VOC(Volatile Organic Compounds、揮発性有機化合物)は、ホルムアルデヒド、トルエン、トリクロロエチレンといった常温で揮発しやすい有機化合物のことを指しています。すでによく知られているように「シックハウス」などと呼ばれる室内空気汚染の原因となっている物質がこの中に含まれます。ぜんそくとの関連もすでに指摘されていますが、26日にイギリスの雑誌に発表された研究によると、この関連がさらに明らかになった模様です。
 たとえば、衣類をドライ・クリーニングに出しますと、「ゾール」と呼ぶ石油類でそれを処理しますから、出来上がった洗濯物を受け取って室内においておきますと、VOC が室内に漂うことになります。いまは、かつてのように有害性が指摘されているテトラクロロエチレン(通称パーク)を使っている例は減っているようですが、代わりに 石油類を使いますと VOC が出るのを避けられません。ドライの洗濯物が帰ってきた時の臭いは気になりますね。クリーニングの業界では、ウェット・クリーニングへの移行が進み始めているようです。

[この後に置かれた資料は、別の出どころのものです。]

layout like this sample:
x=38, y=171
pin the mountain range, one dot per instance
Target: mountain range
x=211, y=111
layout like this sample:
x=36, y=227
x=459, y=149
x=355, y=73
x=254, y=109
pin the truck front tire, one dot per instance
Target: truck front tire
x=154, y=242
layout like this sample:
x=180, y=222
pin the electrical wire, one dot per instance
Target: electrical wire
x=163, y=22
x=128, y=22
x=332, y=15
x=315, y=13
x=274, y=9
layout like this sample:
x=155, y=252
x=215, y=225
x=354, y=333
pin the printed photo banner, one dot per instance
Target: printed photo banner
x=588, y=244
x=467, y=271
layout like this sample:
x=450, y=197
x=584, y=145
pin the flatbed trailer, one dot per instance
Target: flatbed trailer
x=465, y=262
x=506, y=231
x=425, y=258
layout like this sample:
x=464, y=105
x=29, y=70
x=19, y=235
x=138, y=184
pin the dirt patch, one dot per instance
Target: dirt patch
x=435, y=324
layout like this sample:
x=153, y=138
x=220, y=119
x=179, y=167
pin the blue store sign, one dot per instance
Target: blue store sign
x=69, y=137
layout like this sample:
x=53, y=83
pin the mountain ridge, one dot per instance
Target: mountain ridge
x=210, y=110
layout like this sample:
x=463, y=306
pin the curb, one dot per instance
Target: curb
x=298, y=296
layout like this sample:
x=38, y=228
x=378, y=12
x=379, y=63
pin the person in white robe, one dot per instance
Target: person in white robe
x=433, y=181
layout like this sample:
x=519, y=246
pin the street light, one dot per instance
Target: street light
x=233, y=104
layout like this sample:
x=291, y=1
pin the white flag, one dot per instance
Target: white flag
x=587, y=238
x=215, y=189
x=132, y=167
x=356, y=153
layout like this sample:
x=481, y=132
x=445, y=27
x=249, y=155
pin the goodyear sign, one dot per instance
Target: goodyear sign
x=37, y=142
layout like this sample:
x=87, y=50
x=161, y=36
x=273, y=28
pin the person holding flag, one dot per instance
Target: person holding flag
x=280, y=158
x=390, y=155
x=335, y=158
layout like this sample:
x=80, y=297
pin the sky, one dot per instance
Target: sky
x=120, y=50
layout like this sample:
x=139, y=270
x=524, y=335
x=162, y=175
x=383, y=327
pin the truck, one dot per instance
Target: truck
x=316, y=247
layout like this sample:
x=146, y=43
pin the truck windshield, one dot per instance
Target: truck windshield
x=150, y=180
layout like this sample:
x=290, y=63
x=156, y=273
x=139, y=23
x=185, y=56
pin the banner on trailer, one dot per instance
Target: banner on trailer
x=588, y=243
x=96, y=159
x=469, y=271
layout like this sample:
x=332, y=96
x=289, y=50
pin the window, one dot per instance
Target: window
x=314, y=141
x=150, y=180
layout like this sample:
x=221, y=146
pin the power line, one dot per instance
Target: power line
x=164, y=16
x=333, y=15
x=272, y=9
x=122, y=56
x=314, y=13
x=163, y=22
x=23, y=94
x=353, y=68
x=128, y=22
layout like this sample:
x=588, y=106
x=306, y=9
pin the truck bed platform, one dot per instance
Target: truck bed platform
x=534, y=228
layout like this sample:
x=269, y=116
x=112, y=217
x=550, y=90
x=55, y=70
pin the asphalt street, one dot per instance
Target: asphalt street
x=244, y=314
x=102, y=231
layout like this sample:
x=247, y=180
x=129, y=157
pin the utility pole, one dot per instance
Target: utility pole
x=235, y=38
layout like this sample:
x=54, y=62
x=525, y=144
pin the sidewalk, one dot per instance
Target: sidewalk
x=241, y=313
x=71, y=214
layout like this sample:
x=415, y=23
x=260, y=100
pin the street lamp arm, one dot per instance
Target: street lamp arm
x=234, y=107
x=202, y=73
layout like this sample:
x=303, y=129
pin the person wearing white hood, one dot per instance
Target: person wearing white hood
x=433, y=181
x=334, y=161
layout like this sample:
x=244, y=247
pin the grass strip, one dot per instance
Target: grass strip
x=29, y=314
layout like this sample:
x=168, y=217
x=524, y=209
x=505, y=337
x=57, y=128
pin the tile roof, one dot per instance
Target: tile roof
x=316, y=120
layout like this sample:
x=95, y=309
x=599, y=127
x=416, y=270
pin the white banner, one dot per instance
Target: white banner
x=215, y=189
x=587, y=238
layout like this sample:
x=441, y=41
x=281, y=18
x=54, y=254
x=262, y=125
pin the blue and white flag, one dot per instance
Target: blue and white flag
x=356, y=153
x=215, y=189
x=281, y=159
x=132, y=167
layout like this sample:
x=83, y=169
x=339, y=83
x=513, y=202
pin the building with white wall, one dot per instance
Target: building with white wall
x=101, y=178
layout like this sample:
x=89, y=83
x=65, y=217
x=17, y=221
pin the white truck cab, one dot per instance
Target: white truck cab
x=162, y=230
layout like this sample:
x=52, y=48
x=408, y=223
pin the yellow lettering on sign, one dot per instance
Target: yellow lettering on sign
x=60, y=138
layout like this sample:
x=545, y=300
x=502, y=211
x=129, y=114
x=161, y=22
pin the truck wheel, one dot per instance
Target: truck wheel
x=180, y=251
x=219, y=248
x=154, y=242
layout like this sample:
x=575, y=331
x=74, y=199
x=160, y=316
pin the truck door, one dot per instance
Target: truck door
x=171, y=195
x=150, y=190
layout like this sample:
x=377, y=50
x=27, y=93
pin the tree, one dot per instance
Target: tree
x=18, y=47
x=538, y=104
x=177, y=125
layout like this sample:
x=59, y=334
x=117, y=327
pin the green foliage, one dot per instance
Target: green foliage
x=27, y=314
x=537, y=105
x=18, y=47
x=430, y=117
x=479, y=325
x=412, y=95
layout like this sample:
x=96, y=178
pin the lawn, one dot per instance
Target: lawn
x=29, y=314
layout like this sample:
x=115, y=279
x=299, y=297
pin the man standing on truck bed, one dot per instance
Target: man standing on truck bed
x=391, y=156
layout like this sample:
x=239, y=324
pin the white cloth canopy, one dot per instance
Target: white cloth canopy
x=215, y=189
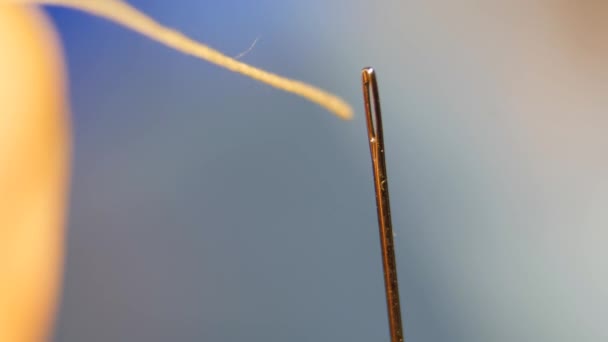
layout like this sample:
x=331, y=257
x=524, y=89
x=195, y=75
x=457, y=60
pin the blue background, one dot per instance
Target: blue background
x=208, y=207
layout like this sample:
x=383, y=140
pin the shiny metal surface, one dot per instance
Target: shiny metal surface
x=376, y=145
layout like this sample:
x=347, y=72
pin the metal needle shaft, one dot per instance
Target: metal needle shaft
x=376, y=145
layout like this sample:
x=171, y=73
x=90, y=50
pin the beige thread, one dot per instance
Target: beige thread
x=122, y=13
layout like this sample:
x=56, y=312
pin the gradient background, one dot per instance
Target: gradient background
x=208, y=207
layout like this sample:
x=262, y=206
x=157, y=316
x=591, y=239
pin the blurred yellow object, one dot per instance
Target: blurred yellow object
x=34, y=165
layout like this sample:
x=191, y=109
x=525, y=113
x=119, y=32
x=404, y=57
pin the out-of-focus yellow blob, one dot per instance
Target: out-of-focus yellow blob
x=124, y=14
x=34, y=155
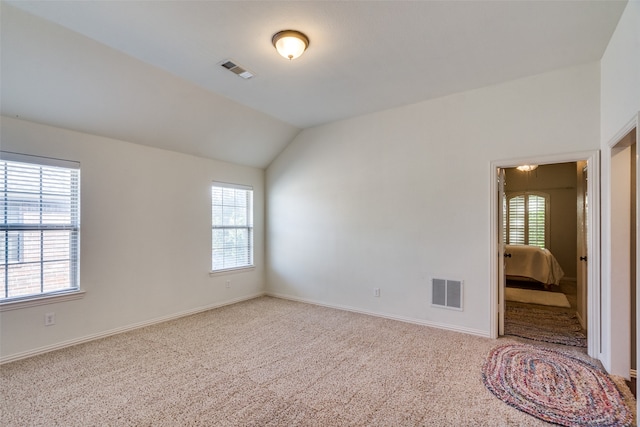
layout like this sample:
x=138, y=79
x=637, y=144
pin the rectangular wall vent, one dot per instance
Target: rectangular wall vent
x=446, y=293
x=235, y=68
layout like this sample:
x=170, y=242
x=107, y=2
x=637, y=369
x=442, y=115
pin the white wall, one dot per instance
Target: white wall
x=620, y=94
x=145, y=237
x=391, y=199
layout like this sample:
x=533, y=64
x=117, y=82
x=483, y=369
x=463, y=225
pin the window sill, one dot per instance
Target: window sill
x=41, y=300
x=232, y=270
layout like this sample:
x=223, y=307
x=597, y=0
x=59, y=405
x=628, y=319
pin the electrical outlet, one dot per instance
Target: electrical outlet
x=49, y=319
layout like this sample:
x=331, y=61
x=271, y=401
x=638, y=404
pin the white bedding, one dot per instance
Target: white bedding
x=533, y=262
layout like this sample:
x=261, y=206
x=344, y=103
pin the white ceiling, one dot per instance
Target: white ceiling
x=148, y=71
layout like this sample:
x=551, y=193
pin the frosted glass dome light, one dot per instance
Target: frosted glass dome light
x=290, y=43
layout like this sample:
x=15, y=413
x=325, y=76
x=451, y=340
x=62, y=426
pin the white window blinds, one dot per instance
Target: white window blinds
x=232, y=226
x=526, y=219
x=39, y=225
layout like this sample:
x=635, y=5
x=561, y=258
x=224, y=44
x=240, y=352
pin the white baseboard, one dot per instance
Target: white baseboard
x=87, y=338
x=422, y=322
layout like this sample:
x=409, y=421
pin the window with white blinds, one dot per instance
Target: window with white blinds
x=232, y=226
x=526, y=219
x=40, y=226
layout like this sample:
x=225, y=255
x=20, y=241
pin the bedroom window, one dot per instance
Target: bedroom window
x=232, y=226
x=39, y=225
x=526, y=219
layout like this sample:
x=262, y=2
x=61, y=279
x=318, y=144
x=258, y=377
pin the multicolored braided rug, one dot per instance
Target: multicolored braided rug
x=554, y=386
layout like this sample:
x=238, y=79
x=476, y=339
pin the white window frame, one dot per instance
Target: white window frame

 この研究はイギリス医学協会の雑誌『ソラックス』に発表されたもので、高い濃度の VOC にさらされている子どもは、そうでない子どもと比べて ぜんそくを起こす確率が4倍になることが明らかになりました。VOC が出てくるのは洗濯物に限りません。この研究では、塗料などの有機溶剤、接着剤、洗濯物、ポリッシュ(磨き剤)、ルーム・フレッシュナー(臭い消しなど各種のスプレー)、新しいカーペットなどが挙げられています。
 研究に携わったのはオーストラリアの医師たちで、パースの病院でぜんそくの治療を受けた88人の子どもが調査の対象となりました。VOC 濃度は、喫煙者がいる室内、塗装した後の室内、新しいカーペットを敷いた室内で高いことがわかりました。研究に携わった医師たちは、VOC の一部に発がん性があること、ぜんそくの原因になる可能性が強いことから、何が室内空気の VOC 濃度を押し上げている要因なのか、さらに詳しい調査が必要だと述べています。